Windfall Films, part of the Argonon Group, has produced an hour long special, *Inside Einstein’s Mind,* for the renowned stateside PBS science series, *NOVA. *UK viewers will be able to see the special next month on BBC Four.

“Einstein’s general theory of relativity was one of history’s most creative and dramatic revisions of our concepts about the universe. The centennial provided the perfect opportunity to celebrate the theory that changed modern thinking”. – Jamie Lochhead, writer and director at Windfall Films

Showcasing a visual journey through the most powerful idea in science, General Relativity. *NOVA*, a production of WGBH Boston, aired the show on PBS in America earlier this week (25th November). The documentary will air in the UK on BBC Four in December under the title *Inside Einstein’s Mind: The Enigma of Space and Time.*

At 36, Einstein was able to theorise the malleable nature of space and time, providing a whole new way of regarding reality. This one off show takes viewers on an engaging and visual exploration through the Einstein’s masterpiece. The production, which premieres in the US on the 100th Anniversary of Albert Einstein’s greatest work, the general theory of relativity, takes viewers on a journey from the theorists’ young mind to the extremes of modern cosmology.
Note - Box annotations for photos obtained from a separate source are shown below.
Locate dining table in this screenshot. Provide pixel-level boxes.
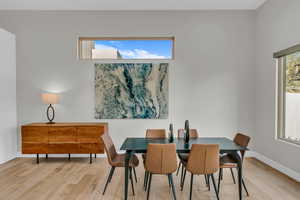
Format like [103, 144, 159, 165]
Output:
[120, 137, 248, 200]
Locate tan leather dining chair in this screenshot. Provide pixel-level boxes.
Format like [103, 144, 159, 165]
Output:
[176, 129, 199, 178]
[182, 144, 219, 200]
[142, 129, 167, 191]
[145, 144, 177, 200]
[102, 133, 139, 195]
[218, 133, 251, 196]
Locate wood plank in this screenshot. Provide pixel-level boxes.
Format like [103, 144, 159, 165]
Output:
[0, 158, 300, 200]
[77, 126, 104, 144]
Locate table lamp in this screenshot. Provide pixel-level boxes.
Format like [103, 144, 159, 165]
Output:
[42, 93, 59, 124]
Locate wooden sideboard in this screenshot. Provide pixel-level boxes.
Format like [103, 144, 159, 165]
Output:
[21, 123, 108, 163]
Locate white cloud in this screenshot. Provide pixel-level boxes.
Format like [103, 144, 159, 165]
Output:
[120, 49, 166, 59]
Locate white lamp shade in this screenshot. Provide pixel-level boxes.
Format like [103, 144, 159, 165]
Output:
[42, 93, 59, 104]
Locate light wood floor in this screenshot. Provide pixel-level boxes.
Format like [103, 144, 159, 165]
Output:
[0, 158, 300, 200]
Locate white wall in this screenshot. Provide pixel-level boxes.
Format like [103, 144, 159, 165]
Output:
[254, 0, 300, 173]
[0, 11, 255, 152]
[285, 93, 300, 141]
[0, 29, 17, 164]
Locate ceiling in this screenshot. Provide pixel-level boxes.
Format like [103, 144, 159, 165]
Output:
[0, 0, 266, 10]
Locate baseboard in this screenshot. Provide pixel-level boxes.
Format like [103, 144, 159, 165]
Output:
[17, 152, 106, 158]
[0, 155, 16, 165]
[246, 151, 300, 182]
[14, 151, 300, 182]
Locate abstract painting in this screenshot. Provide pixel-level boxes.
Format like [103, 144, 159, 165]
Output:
[95, 63, 169, 119]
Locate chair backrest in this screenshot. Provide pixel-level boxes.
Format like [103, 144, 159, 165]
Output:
[146, 129, 167, 138]
[177, 128, 199, 138]
[102, 133, 117, 165]
[145, 144, 177, 174]
[187, 144, 219, 174]
[233, 133, 251, 159]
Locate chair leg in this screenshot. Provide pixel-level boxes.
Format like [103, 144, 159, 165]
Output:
[218, 168, 223, 194]
[168, 174, 177, 200]
[102, 167, 115, 195]
[190, 173, 194, 200]
[242, 178, 249, 197]
[181, 169, 186, 191]
[144, 170, 147, 190]
[206, 175, 210, 191]
[108, 167, 116, 183]
[230, 168, 235, 184]
[176, 161, 182, 176]
[210, 174, 219, 200]
[129, 167, 135, 196]
[144, 171, 149, 191]
[204, 174, 208, 186]
[147, 173, 152, 200]
[133, 167, 137, 183]
[167, 174, 172, 188]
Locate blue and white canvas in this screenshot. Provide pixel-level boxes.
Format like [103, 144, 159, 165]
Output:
[95, 63, 169, 119]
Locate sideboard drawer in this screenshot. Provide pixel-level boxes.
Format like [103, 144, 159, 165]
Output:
[79, 143, 104, 153]
[22, 143, 48, 154]
[48, 143, 79, 154]
[77, 126, 104, 144]
[48, 127, 77, 143]
[22, 127, 48, 143]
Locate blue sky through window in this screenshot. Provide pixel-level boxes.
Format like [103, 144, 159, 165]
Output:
[95, 40, 173, 59]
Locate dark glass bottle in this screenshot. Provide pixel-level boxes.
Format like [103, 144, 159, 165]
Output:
[184, 120, 190, 143]
[169, 123, 174, 142]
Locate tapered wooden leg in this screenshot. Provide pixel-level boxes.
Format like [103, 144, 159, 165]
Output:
[147, 173, 152, 200]
[210, 174, 219, 200]
[190, 173, 194, 200]
[168, 174, 177, 200]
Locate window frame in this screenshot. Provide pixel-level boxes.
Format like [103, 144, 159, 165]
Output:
[77, 36, 175, 61]
[274, 50, 300, 146]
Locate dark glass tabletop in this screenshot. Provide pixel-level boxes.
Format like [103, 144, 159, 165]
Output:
[120, 137, 248, 153]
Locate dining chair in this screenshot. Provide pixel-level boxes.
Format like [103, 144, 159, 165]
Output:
[182, 144, 220, 200]
[102, 133, 139, 195]
[176, 129, 199, 176]
[142, 129, 167, 191]
[218, 133, 251, 196]
[145, 144, 177, 200]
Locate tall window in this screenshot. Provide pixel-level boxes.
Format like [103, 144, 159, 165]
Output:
[274, 45, 300, 144]
[78, 37, 174, 60]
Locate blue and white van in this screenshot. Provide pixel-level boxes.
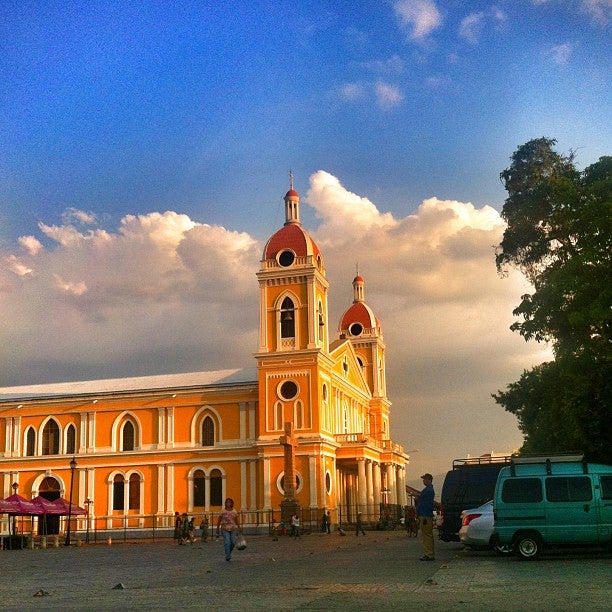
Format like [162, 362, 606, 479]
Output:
[493, 454, 612, 559]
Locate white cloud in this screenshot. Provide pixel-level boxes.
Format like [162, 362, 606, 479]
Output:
[0, 170, 542, 471]
[374, 81, 404, 111]
[393, 0, 442, 41]
[18, 236, 43, 255]
[550, 43, 574, 66]
[339, 83, 366, 102]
Windfall Films is an award winning producer of factual content having created a portfolio of internationally acclaimed programming from* Inside Nature’s Giants* to *D Day As It Happens* and *Your Inner Fish* to *Making North America* for broadcasters across the globe. *Inside Einstein’s Mind* joins a captivating roster of programming from the BAFTA and Emmy award winning production company who continue to go from strength to strength.

Actually it turns out there is a problem in the elementary geometry underlying the general theory of relativity. Einstein said that “in the presence of a gravitational field, the geometry is not Euclidean.” At that time Euclidean geometry and non-Euclidean were seen as both logically consistent (just not logically consistent with each other). When Hilbert added the coordinate line to geometry, virtually everyone in the twentieth century took Hilbert’s system as a correct foundation, including Einstein.Yet there was a flaw that resulted from adding a coordinate system. The non-Euclidean geometry then becomes self-contradicting!

When Hilbert added the features to comprise the real number line and coordinates, the very earliest axioms required subtle modifications. From Euclid’s to draw a line from one point to any other, and extend it in a straight line, Hilbert first produced, two points determine a line and determine it completely. But this eventually became every pair of points is in some line (Axiom I. 1) and two different lines cannot contain the same pair of points (Axiom I. 2) (paraphrased). This ‘line’ is what became a coordinate line. Yet Axiom I. 2 is incompatible with one of the two types of non-Euclidean geometry (geometry with no parallels), and this is not the only problem. Then there was a problem with the remaining type. Apparently virtually no one had thoroughly and correctly reexamined the implications indicated by the subtle modifications of those elementary axioms.

Math with coordinates or angles, was based on Hilbert’s Theorem 8 [5 in earlier editions of his book] about a line dividing a plane in two, and on the SAS triangle congruency theorem (12). Hilbert said that based on Theorem 8, Theorem 10, which expanded the structure to three dimensions, expressed “the most important facts about the ordering of the elements of space.”

Hilbert proved Theorem 8 based on his Axiom I. 2, one of the modified axioms, and on Pasch’s triangle axiom, which Hilbert believed was an independent foundational axiom, common to Euclidean and non-Euclidean geometry, including that remaining type. Theorem 12 (SAS) presupposed Theorem 8. However, contrary to what Hilbert believed, the triangle axiom was not an independent foundational axiom. It was a proposition that combined a more elementary triangle axiom and Hilbert’s Axiom of Parallels which Hilbert called “Euclid’s Axiom.” This Axiom of Parallels, “Euclid’s Axiom,” was a logical equivalent of the original Playfair’s axiom, which was the logical substitute for Euclid’s famous fifth postulate added by Playfair to Euclid’s geometry in 1795.

Why the non-Euclidean geometry is self-contradicting is explained in short order in a brief Facebook Note, that explains how general relativity lost its coordinate system. Part II of the Note explains how this was overlooked throughout the twentieth century: https://www.facebook.com/notes/reid-barnes/when-is-an-assertion-about-coordinates-merely-an-assertionan-unsupported-asserti/789731027746140

This show was so inspirational and out of this world. I love Einstein. I hope this show gives young kids alot to think about.